The application starts up Tries to install the mapping for 'motorbike', it detects the conflict Creates a new index called 'myapplication.store_v28' Creates mappings 'myapplication.store_v28/car' and 'myapplication.store_v28/motorbike' Points all indexing requests for Car and Motorbike to the new index, while queries still happen on 'myapplication.store' On Boostrap (bulkIndexOnStartup) It indexes 520 cars into 'myapplication.store_v28/car' It indexes 12 motorbikes into 'myapplication.store_v28/motorbike' Switches the 'myapplication.store' alias to point to 'myapplication.store_v28' Now all cars are indexed according to the new mapping Now all motorbikes are indexed according to the new mapping

All content can be queried at all times, during Bootstrap bulkIndexOnStartup content will be retrieved from the old index.

Eventhough there wasn't a conflict on 'car', all cars needed to be reindexed as they lived on the same index.

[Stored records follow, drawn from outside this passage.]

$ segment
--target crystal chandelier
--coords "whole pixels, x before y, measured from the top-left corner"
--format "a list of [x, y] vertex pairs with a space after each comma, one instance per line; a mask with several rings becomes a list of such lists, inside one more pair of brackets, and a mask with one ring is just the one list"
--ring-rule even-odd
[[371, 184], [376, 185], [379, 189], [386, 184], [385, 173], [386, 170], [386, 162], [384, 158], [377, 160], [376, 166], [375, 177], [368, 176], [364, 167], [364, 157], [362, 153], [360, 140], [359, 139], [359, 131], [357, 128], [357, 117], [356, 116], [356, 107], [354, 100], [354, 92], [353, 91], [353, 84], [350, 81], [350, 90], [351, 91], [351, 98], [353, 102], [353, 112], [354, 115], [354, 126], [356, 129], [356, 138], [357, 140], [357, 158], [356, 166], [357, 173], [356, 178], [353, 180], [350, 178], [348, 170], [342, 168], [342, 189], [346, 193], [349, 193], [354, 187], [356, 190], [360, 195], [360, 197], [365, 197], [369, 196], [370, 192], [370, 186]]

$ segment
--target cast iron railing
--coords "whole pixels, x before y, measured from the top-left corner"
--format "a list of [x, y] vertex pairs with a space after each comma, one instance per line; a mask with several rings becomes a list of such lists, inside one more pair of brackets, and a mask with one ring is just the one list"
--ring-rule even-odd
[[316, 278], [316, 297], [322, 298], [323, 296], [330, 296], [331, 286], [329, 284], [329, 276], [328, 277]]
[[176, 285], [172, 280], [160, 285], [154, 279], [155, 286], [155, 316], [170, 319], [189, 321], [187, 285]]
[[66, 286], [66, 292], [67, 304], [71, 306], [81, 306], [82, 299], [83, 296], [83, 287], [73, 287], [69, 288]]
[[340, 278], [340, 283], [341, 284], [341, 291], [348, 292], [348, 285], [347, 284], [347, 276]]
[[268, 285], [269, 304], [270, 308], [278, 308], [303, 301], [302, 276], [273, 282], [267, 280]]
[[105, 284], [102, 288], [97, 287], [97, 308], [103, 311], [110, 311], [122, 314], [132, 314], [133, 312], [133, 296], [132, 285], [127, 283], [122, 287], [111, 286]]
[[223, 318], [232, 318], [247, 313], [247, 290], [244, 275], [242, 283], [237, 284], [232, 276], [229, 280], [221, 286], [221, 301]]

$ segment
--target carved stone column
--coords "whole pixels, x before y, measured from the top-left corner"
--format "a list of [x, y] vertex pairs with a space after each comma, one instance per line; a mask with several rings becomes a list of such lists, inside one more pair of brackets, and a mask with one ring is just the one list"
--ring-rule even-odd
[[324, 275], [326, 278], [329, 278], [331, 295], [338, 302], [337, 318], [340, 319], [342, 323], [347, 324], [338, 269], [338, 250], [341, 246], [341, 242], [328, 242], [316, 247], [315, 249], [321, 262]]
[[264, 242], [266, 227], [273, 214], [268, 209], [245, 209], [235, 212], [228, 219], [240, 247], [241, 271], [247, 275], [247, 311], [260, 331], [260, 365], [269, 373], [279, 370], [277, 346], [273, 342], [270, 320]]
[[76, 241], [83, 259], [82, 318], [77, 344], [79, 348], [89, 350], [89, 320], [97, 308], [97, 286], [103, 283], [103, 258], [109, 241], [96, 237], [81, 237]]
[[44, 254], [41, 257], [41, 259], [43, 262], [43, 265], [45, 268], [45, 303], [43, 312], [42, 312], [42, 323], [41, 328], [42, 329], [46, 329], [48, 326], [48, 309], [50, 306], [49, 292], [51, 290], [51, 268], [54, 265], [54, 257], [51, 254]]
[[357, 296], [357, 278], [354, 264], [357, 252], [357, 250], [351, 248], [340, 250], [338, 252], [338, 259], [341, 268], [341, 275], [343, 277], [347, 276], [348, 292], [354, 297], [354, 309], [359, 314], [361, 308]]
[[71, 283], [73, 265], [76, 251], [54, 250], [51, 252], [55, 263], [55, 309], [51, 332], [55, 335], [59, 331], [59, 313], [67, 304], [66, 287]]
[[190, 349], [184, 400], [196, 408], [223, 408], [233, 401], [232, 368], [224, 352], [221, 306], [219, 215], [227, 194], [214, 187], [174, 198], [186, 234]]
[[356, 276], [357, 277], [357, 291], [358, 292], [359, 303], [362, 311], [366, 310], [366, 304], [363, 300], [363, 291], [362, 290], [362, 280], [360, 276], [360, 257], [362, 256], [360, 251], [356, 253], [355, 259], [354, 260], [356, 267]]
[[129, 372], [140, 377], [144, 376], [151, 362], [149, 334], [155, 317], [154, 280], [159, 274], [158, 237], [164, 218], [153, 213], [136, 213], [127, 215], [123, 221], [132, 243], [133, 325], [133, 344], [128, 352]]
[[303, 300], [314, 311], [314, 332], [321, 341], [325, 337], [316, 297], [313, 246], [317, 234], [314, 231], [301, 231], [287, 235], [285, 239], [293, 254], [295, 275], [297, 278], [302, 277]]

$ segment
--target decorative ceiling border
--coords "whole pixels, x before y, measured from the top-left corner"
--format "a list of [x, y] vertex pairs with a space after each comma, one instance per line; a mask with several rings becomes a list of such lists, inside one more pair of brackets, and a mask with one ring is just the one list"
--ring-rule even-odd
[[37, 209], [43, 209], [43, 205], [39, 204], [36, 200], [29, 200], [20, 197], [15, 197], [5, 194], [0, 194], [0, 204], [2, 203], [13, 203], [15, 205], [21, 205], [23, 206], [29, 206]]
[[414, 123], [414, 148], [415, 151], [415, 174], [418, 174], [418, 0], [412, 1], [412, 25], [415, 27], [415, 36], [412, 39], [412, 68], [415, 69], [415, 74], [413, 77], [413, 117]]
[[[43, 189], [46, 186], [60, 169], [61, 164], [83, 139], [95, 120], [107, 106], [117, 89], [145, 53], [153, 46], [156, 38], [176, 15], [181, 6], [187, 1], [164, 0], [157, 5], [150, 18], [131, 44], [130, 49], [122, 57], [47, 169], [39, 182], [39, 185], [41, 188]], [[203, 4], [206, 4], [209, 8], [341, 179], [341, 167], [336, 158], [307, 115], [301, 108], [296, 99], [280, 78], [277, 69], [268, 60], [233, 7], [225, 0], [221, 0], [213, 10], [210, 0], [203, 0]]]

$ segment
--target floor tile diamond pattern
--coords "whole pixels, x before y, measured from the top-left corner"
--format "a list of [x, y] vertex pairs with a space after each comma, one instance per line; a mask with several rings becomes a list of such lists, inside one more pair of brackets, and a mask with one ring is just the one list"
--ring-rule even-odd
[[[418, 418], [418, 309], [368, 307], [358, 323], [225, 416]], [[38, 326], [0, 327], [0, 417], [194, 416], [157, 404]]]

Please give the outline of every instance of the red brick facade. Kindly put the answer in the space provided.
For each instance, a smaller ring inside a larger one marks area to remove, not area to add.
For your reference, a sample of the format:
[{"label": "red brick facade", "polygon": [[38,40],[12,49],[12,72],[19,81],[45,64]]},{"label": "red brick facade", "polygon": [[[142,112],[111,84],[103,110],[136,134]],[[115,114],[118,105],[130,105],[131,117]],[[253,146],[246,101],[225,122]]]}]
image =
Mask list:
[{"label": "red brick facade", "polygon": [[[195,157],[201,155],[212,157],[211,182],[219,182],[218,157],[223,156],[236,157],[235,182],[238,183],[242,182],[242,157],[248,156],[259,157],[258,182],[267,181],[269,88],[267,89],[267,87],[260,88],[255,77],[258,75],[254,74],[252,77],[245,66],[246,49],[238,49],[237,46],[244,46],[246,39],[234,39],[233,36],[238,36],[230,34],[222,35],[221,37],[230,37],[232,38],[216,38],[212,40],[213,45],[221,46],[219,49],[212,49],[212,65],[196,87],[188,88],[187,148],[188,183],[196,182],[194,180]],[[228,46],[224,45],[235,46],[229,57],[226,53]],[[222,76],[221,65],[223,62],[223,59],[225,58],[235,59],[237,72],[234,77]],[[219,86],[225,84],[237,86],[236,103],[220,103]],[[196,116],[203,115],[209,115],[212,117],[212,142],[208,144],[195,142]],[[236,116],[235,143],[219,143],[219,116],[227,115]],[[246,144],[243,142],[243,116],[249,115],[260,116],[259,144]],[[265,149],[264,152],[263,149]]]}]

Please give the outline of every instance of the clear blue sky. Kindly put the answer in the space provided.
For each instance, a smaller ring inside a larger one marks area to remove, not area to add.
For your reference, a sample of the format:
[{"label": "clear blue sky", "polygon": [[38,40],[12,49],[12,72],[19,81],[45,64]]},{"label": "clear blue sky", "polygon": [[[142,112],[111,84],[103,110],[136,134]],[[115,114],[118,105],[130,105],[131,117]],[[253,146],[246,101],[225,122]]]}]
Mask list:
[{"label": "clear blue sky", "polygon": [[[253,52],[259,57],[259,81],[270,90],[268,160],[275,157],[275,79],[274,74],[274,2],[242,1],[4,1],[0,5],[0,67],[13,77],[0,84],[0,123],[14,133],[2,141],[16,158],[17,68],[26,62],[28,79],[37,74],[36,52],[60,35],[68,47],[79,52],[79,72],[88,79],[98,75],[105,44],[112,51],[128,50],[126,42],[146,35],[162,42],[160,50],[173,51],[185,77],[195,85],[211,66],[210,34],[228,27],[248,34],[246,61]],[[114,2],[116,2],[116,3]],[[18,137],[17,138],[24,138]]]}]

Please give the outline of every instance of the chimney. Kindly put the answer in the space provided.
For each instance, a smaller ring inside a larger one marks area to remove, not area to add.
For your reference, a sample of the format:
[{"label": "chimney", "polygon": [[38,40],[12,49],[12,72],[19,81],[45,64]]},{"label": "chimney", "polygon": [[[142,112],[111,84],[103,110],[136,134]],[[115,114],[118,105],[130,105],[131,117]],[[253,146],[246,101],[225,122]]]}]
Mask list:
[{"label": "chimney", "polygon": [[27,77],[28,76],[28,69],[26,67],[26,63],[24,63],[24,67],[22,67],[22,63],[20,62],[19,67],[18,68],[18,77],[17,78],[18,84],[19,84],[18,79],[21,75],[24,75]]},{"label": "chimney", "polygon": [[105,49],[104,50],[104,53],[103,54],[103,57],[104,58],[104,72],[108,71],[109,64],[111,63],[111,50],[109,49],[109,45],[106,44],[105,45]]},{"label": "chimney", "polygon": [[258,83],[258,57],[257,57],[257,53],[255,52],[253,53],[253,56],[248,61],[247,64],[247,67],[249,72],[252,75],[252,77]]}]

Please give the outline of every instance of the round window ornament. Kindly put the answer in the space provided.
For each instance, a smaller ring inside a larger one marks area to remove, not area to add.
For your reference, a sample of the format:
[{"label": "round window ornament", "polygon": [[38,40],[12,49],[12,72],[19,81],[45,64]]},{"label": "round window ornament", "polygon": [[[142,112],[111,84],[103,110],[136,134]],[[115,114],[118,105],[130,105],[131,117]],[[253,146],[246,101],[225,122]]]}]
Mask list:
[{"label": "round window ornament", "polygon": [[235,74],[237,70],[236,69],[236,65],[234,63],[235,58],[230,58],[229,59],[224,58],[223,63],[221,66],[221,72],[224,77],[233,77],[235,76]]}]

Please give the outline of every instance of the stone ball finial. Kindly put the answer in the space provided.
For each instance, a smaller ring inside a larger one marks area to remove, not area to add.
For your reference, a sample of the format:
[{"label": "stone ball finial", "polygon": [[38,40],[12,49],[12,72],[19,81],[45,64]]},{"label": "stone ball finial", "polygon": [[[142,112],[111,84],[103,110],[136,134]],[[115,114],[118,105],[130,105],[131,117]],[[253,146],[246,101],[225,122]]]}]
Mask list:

There are three potential scenarios when using the 'alias' strategy:

ScenarioBehaviour
The index (ie. 'myapplication.store') does not existOn this case there is not possibility of conflicts, as no previous mapping exist. However the application will behave slightly different than on the other to scenarios. Instead of creating the index (ie. 'myapplication.store'), it will create version 0 of it (ie. 'myapplication.store_v0') and an alias pointint to it. This is to facilitate the creation of future versions in case of conflict.
Alias exists pointing to a version (ie. 'myapplication.store' -> 'myapplication.store_v27')If there's a conflict on a mapping on the index, it will create a new version (ie. 'myapplication.store_v28'), reindex the content or not depending on the value of the elasticSearch.bulkIndexOnStartup configuration property and point the alias to the new version once done.
Index already exists (ie. 'myapplication.store')Elasticsearch cannot rename an index or create an alias with the same name as an index. The two alternatives here are to delete the index or fail the migration. This is controlled by the elasticSearch.migration.aliasReplacesIndex configuration property, if set to true, it will delete the index and proceed the same way as when the index did not exist. The deleted documents will be reindexed or not depending on the value of the elasticSearch.bulkIndexOnStartup. This is the only scenario where there is content loss/downtime using the 'alias' strategy.

In the case you wanted to create a new version of an index, but not change where the alias points to (ie. for testing or if you wanted to perform extra tasks on the index before updating the alias), the elasticSearch.migration.disableAliasChange configuration property can be used

Aliases will only point to the new version of the index once all content is reindexed (if chosen to). Meanwhile, all index requests, either by elasticSearchService or using dynamic finders will go to the new version of the index, whilst queries will go to the old version of the index.

See Dealing with deleted content below for more details on automatic indexing.

Dealing with deleted content

Using the 'delete' or 'alias' strategy may lead to deleting content stored on Elasticsearch. This content can be automatically reindexed using the elasticSearch.bulkIndexOnStartup. The duration of this process will depend on the amount of content to index.

When this property is set to true all content will be deleted. When set to 'deleted' only the domain classes which documents where deleted will be indexed. In either case, when using the 'alias' strategy, once all content is indexed all aliases will point to the latest version of the index.